Семь зеленых тетрадей. Дневники деда

+1
18-02-2017, 06:00...
1 652

Семь зеленых тетрадей. Дневники деда

В моей семье хранится семь зеленых, немного выцветших от времени, тетрадей в клеточку. На обложке каждой надпись: «Хлыстун Н.В. Мои воспоминания из фронтовой жизни. Для себя». И нумерация - с первой по седьмую. 

Эти тетради принадлежали деду моего мужа, Николаю Васильевичу Хлыстуну. Он пришел на войну в 1943 году, но там дневников не вел и воспоминания свои записал незадолго до смерти. Первая тетрадь открывается такими словами: «Прошло уже более 39 лет, а я, как сейчас, помню этот день, первый день войны…»

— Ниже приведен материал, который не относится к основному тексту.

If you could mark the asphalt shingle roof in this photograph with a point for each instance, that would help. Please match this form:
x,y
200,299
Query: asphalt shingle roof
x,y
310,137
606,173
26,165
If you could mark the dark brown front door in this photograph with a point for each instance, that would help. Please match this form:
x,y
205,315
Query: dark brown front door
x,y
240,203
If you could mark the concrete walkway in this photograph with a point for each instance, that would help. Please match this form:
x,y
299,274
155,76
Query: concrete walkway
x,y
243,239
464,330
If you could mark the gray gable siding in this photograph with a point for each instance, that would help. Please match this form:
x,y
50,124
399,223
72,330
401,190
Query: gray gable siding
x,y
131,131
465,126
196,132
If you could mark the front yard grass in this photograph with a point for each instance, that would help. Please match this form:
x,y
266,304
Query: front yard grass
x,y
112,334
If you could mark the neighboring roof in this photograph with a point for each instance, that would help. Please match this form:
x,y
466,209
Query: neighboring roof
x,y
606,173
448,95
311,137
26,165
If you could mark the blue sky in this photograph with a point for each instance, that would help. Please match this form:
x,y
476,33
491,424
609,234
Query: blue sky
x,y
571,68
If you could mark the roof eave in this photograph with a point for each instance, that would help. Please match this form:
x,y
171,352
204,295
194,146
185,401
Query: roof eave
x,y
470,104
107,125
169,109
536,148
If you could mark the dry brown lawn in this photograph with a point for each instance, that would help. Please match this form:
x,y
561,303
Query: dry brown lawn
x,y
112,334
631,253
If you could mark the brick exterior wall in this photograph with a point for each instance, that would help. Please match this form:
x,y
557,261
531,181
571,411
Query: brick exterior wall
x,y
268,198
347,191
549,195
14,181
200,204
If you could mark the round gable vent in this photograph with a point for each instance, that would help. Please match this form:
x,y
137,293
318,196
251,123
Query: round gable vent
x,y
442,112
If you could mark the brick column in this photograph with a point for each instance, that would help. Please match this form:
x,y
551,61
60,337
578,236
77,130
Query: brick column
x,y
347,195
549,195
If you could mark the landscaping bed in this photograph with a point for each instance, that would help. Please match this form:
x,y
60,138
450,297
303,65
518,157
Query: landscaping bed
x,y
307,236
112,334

Записи деда Коли не претендуют на какую-то особенную литературность. Целей таких он перед собой не ставил – хотел только, чтобы внуки помнили, что ему и его товарищам, пришлось пройти. Но в то же время, воспоминания Николая Васильевича очень искренние и в этом их главная ценность. Живым деда Колю увидеть мне не довелось, но, судя по рассказам близких, был он человеком сдержанным, цельным и старался все переживания держать в себе. 

Это видно и по тетрадям. В большинстве своем там содержатся перечисление боев, единиц техники и маршрутов движения наших войск. Но среди сухих фактов попадаются и небольшие отступления. Иногда лирические, иногда философские. Некоторые из них я и приведу дословно. 

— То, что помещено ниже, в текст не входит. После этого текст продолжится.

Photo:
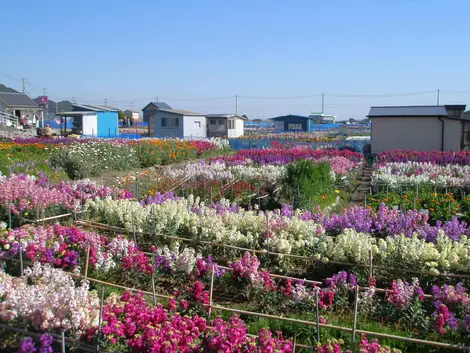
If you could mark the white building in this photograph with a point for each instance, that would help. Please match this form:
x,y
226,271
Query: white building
x,y
225,125
421,128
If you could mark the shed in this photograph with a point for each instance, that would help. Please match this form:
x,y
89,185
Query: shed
x,y
19,105
292,123
225,125
93,120
418,128
176,123
150,109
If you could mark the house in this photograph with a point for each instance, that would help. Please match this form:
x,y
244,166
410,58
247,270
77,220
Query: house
x,y
19,105
320,118
164,122
150,109
419,128
292,123
93,120
132,115
225,125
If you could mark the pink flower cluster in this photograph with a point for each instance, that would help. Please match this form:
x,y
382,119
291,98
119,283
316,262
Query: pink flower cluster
x,y
131,321
26,193
401,294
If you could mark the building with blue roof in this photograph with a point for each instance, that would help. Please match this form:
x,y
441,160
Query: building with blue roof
x,y
420,128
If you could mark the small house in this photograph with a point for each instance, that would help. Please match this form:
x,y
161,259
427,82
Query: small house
x,y
421,128
292,123
93,120
19,105
225,125
151,108
174,123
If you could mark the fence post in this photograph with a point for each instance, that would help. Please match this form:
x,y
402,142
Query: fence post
x,y
211,292
153,288
62,341
317,315
87,259
356,300
100,318
133,230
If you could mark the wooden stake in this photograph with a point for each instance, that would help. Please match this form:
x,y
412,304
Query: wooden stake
x,y
211,292
87,259
356,300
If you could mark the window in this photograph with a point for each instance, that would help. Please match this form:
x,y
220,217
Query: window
x,y
294,127
170,123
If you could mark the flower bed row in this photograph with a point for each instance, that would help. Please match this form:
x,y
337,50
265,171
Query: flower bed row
x,y
400,301
406,239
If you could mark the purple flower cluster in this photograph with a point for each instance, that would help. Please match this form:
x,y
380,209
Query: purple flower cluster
x,y
27,345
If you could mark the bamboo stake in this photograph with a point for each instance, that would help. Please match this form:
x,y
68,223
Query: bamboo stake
x,y
63,341
100,319
317,316
153,289
211,292
87,259
356,301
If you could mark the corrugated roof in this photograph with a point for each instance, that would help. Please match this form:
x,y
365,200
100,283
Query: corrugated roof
x,y
181,112
227,116
17,100
289,116
418,111
159,105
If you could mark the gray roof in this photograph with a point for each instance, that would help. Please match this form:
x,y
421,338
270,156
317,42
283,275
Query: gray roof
x,y
181,112
159,105
227,116
96,108
17,100
408,111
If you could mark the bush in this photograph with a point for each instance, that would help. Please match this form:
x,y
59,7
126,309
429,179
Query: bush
x,y
309,184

Но вначале небольшая справка.

Хлыстун Николай Васильевич (1923 г.р.) Место рождения: Казахская ССР, Актюбинская обл., Новороссийский р-н, г. Новороссийск. Гв. Сержант. 

Перечень наград: 

27.06.1944 Медаль «За боевые заслуги» 
11.10.1944 Орден Красной Звезды 
01.12.1944 Медаль «За отвагу» 
16.02.1945 Орден Славы III степени 
28.04.1945 Медаль «За отвагу» 


Выдержки из зеленых тетрадей 

"Было воскресенье, 22 июня 1941 года. Вся наша семья находилась в городе Актюбинске. Сегодня наш отец - Василий Николаевич и мать - Ксения Терентьевна, как часто бывало, ушли на рынок. А мы, я и два брата - Анатолий и Валентин - и наши товарищи, устроили игру с волейбол... 

Вдруг из соседней квартиры нашего дома вышла мать Дмитриева (одного из игроков) и что-то громко нам стала говорить. По ее виду мы сразу поняли, что у них какое-то несчастье. Но она показывала на открытое окно и просила подойти послушать. Из динамиков был слышен голос нового диктора, который мы потом узнали и полюбили, он сообщал о том, что началась война. Большая война. 

Это сообщение мы не сразу поняли. Мы в детстве часто устраивали игру в войну. Помню, соседка по участку говорила, что эта игра ничего хорошего не предрекает. Еще помню, что многие старухи и старики ночью видели кроваво-красные полосы на западной части неба и говорили, что это предупреждение Бога о большой кровопролитной войне. Мы тогда в бабкины предсказания не верили. А вот сегодня все сразу вспомнилось... Нам не верилось, что есть такая сила, которая может нас покорить…"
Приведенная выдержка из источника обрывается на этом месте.